The ad-libbing is a tribute to singer-songwriter Peter Allen's interactive style.
NEW YORK (AP) -- Hey ladies (and guys who think he's hot): Wanna meet Hugh Jackman? It's easy, though it could be expensive and a little embarrassing.
All you have to do is buy tickets for his Broadway musical "The Boy From Oz," preferably in the front row, and show up late, preferably after the first couple of numbers have come and gone.
You will undoubtedly find yourself on the receiving end of what has become Jackman's now-famous heckling.
That's where a group of four tardy women were during a recent matinee when Jackman -- who remained flamboyantly in character as Australian singer-songwriter Peter Allen -- forced them to stand up, swivel their hips and show the rest of the audience the fake Kate Spade purse one of them had just bought.
The foursome -- and the audience -- ate it up.
A little wary
"I was a bit nervous about it at first.

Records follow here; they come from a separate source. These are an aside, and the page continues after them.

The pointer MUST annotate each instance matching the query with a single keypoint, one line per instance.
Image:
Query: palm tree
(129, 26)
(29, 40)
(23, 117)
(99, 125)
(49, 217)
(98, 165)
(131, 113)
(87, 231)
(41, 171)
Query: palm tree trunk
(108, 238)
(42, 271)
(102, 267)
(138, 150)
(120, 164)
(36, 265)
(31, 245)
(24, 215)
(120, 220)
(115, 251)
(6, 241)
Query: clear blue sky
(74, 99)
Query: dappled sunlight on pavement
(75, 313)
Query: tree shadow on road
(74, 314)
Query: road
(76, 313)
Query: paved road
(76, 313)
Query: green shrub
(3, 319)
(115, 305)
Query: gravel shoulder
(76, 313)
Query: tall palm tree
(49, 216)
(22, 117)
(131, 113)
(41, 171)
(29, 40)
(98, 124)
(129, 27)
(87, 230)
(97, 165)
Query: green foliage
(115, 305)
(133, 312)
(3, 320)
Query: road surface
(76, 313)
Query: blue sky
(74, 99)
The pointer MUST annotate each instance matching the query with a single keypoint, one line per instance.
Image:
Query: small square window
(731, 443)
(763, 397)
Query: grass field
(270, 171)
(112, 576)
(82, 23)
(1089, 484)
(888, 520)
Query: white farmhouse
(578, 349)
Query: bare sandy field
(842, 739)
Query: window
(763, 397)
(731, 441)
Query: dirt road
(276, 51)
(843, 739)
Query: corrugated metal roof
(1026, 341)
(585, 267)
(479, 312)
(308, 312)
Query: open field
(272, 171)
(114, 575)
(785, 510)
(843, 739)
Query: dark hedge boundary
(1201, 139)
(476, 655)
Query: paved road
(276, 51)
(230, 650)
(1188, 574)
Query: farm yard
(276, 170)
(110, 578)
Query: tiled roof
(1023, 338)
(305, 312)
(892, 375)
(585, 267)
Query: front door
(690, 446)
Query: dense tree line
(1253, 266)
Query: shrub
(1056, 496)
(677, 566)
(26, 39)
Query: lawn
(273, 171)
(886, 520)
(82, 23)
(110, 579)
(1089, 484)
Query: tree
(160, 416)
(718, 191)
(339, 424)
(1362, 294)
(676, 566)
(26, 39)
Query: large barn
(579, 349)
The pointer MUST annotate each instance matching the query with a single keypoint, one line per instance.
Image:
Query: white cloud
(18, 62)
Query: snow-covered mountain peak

I mean, what if you start heckling someone who stumps you? And New Yorkers are pretty vocal," said Jackman, star of the new movie "Van Helsing."
"Then after a while I kind of realized, it kind of doesn't matter if you come up with something that's not very funny. ... People just, I think, like the fact that you're going off the script and that you interact with them. And the effect on the show -- I think it's made the audience more relaxed."
Relaxed is a great word to describe Jackman, too, even though the roles he's best known for are intense characters who couldn't be more different from one other.
'X-Men' actor
The 35-year-old Australian actor first became known to American audiences as the morose, metal-clawed mutant Wolverine in the first "X-Men" movie in 2000, a role he reprised in the 2003 sequel. (In between, he squeezed in a couple of forgettable romantic comedies, "Someone Like You" with Ashley Judd and "Kate & amp; Leopold" with Meg Ryan, and the crime thriller "Swordfish," with Halle Berry's bare breasts.)
In "Van Helsing," another big action movie, he takes on Dracula, Frankenstein's monster and the Wolf Man.
But his background was in musical theater, most notably "Oklahoma!" in London. His stage charisma and booming voice led him to playing Allen, Liza Minnelli's first ex-husband, who wrote "I Honestly Love You" for Olivia Newton-John and "I Go to Rio" for himself before dying of AIDS in 1992.
The aerobically demanding role has earned Jackman universal rave reviews (though critics haven't been quite so kind to the show itself) and he's a nominee June 6 at the Tonys -- which he happens to be hosting for the second consecutive year.
"I get people coming to the show, I know are only coming because they've seen me in 'X-Men.' ... I don't mind that. When I trained at acting school you do fencing, Shakespeare class, modern dance, circus school, all before lunch," he said in an interview with The Associated Press.
"For me as the actor, I loved that. So I kind of have to believe that audiences don't mind seeing you in different things. ... If they only want to see me in one thing, so be it. But I don't worry about it too much."
Ad-libbing begins
"The Boy From Oz" director Phil McKinley said the on-stage ad-libbing began as a nod to Allen's interactive style.
"He has become brilliant at it, and the audience loves it," McKinley said.